History Test

July 13, 2000

Do the words "Give me liberty or give me death" sound only vaguely familiar? Are you unsure who was "the architect of the Constitution"? Well, you are not alone.

Nearly 80 percent of seniors at 55 top colleges (including Harvard and Princeton) could not pass a high-school level American history test. In other words, they received a D or an F on a 34-question test aimed at high school students.

More than a third of the students tested in December 1999 didn't know that the Constitution established the division of power in American government. This is but one of the many glaring errors found by the Center for Survey Research and Analysis.

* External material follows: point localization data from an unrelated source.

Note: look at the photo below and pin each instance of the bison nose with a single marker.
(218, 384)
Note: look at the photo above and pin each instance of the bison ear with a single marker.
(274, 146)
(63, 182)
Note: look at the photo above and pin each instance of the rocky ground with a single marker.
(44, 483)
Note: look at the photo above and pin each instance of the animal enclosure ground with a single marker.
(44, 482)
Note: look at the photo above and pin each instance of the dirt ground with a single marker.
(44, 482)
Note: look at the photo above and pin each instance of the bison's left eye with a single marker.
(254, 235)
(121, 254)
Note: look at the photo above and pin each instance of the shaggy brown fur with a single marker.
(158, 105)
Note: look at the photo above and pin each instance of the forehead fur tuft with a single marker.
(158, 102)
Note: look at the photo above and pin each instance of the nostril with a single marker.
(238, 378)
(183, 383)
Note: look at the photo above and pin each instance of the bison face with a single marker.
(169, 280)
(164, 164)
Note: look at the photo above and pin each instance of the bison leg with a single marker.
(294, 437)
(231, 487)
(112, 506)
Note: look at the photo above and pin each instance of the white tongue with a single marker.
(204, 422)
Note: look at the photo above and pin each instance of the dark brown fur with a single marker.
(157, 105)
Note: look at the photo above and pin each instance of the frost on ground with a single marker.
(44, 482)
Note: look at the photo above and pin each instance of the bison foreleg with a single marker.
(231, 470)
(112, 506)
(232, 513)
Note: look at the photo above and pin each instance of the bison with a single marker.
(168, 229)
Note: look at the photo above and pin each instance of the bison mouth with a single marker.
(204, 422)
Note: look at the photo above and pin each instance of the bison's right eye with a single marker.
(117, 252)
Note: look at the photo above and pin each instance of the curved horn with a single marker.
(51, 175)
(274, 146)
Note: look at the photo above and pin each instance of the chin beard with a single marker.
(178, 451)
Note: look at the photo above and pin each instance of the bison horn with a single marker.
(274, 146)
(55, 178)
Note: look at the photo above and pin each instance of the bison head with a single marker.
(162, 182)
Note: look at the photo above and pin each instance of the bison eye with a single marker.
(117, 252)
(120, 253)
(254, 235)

Now the students weren't completely ignorant. For example, 99 percent of the seniors could identify foul-mouthed "Beavis and Butthead" as "television cartoon characters." The problems they had were with history. Only 23 percent could identify James Madison as the principal framer of the Constitution.

Senator Joseph Liberman (D-CT) lamented the findings. Quoting Jefferson, he said that "if a nation expects to be ignorant and free it expects what never was and never will be." Liberman argued that "this nation seems well on its way to testing this proposition."

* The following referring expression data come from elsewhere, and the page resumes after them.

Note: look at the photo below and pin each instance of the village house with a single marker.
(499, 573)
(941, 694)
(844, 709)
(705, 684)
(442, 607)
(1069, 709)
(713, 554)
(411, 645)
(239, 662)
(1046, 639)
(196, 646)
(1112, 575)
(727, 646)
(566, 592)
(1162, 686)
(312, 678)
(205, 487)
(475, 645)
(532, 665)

So how do we solve this problem? Perhaps the first thing to do would be to require a course in American history. One study found that none of the 55 schools surveyed required American history for graduation. Students are allowed to graduate with a dismal understanding of America's historical foundations.

Second, I believe we should also teach the Christian roots of American history. If this isn't being taught in the public schools, then we need to teach this in our Christian schools, in our Sunday Schools, and in our homes. We cannot let your children be ignorant of history.

I'm Kerby Anderson of Probe Ministries, and that's my opinion.